System will be unavailable at 2016-03-22 08:00 - 20:00
for System Maintenance and Upgrade.
Please schedule your jobs accordingly
Wed Mar 16 14:41:35 EET 2016
All the compute nodes have been powered on. The system is back in production
Wed Mar 16 12:21:55 EET 2016
Because of a problem with the /work (/dev/gpfs0) filesystem, all systems including the login nodes are currently down. We apologise for any inconvenience.
Tue Mar 15 19:25:14 EET 2016
All the compute nodes have been powered on.
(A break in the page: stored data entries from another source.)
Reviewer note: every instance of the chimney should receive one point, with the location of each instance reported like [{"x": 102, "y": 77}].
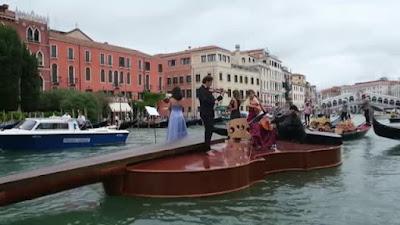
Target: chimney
[{"x": 237, "y": 47}]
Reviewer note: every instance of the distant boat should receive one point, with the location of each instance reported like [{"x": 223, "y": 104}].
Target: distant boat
[
  {"x": 385, "y": 131},
  {"x": 56, "y": 133},
  {"x": 359, "y": 132}
]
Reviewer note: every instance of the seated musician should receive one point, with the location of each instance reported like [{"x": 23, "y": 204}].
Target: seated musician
[{"x": 263, "y": 134}]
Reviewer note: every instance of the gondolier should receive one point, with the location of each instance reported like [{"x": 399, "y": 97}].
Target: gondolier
[
  {"x": 366, "y": 108},
  {"x": 207, "y": 102}
]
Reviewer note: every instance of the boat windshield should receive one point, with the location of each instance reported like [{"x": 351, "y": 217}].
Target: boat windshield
[{"x": 27, "y": 125}]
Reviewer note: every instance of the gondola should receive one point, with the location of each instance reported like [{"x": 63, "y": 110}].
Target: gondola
[
  {"x": 360, "y": 132},
  {"x": 394, "y": 120},
  {"x": 385, "y": 131}
]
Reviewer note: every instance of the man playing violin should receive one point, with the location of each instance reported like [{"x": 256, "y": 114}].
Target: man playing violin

The system is back in production
Tue Mar 15 17:33:03 EET 2016
THERE IS A POWER OUTAGE. ALL COMPUTE NODES HAVE BEEN SHUT OFF.
Tue Nov 17 18:30:08 EET 2015
ARIS cooling system problem resolved, ARIS is back in production since 2015-11-17 18:30. Thank you for your understanding.
Mon Nov 16 13:08:08 EET 2015
There is an ambient temperature problem because of A/C failure, all compute nodes have been shutdown. We apologise for any inconvenience.